Un giorno arrivò in ufficio sconvolta: suo marito l’aveva inseguita con il
furgone, mentre viaggiava sullo scooter. Era una Testimone di Geova e dovette
passare ancora moltissimo tempo prima di potersi finalmente sentire di nuovo
libera. Decisi di scrivere la sua storia perché altri potessero conoscerla.»
Purtroppo la
sua è una vicenda più comune di quanto non si pensi: le persone attirate da
questi gruppi, che sentono il fascino di una comunità apparentemente amorevole,
sono moltissime.
«In questo
mondo di conoscenze virtuali, è facile essere attratti da chi ci fa sentire
amati. I movimenti religiosi non tradizionali, anche in questi giorni di
scetticismo religioso, si prodigano per aiutare un’anima in difficoltà e questo
funziona da calamita.»
Leggendo il
tuo libro ho provato una grande simpatia per Milena, che è naturalmente un nome
di fantasia, e un forte desiderio di poterla aiutare. Com’è possibile farlo?
«Purtroppo è
quasi impossibile, finché una persona fa parte dei Testimoni di Geova, provare
ad aiutarla, provare a farla uscire. All’interno della comunità, sebbene quasi
segregati, sono il ritratto della serenità.»
Fortunatamente
la storia di Milena si è conclusa bene: dopo una serie di grandi delusioni, è
riuscita a rifarsi una vita fuori dal gruppo. E anche a concedersi cose prima
proibite, come appunto un tatuaggio.
«L’incontro
con il tatuatore è accaduto realmente e, nella prima versione del libro,
tagliata in parte dall’editore, c’erano molti dialoghi tra i due personaggi.
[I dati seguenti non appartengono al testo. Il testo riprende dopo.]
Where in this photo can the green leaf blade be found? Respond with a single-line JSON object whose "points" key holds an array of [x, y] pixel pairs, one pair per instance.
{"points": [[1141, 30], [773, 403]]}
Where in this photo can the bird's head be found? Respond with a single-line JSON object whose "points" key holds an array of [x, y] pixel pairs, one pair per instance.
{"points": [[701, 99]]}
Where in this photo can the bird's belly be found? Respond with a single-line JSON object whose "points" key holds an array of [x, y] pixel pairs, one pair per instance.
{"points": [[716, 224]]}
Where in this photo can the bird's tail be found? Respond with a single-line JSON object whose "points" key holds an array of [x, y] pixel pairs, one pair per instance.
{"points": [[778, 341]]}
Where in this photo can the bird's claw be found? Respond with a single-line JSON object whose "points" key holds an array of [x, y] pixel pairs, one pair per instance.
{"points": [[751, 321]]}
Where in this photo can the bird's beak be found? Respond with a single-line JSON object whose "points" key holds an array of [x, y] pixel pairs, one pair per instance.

Era
lui che mostrava i sentimenti di rabbia e incredulità che ho provato io, al
racconto di Milena.»
Una rabbia che
forse la sua famiglia non aveva provato?
«Certo, una
famiglia unita e presente avrebbe potuto impedire il destino della mia collega,
ma non solo. Un carattere docile e remissivo e una buona dose di ingenuità
hanno fatto il resto. Strano come una qualità importante come la generosità sia
stata, in questo caso, un ostacolo alla serenità di Milena; si tratta però di
una generosità sprovveduta, frutto della giovane età e dell’inesperienza.»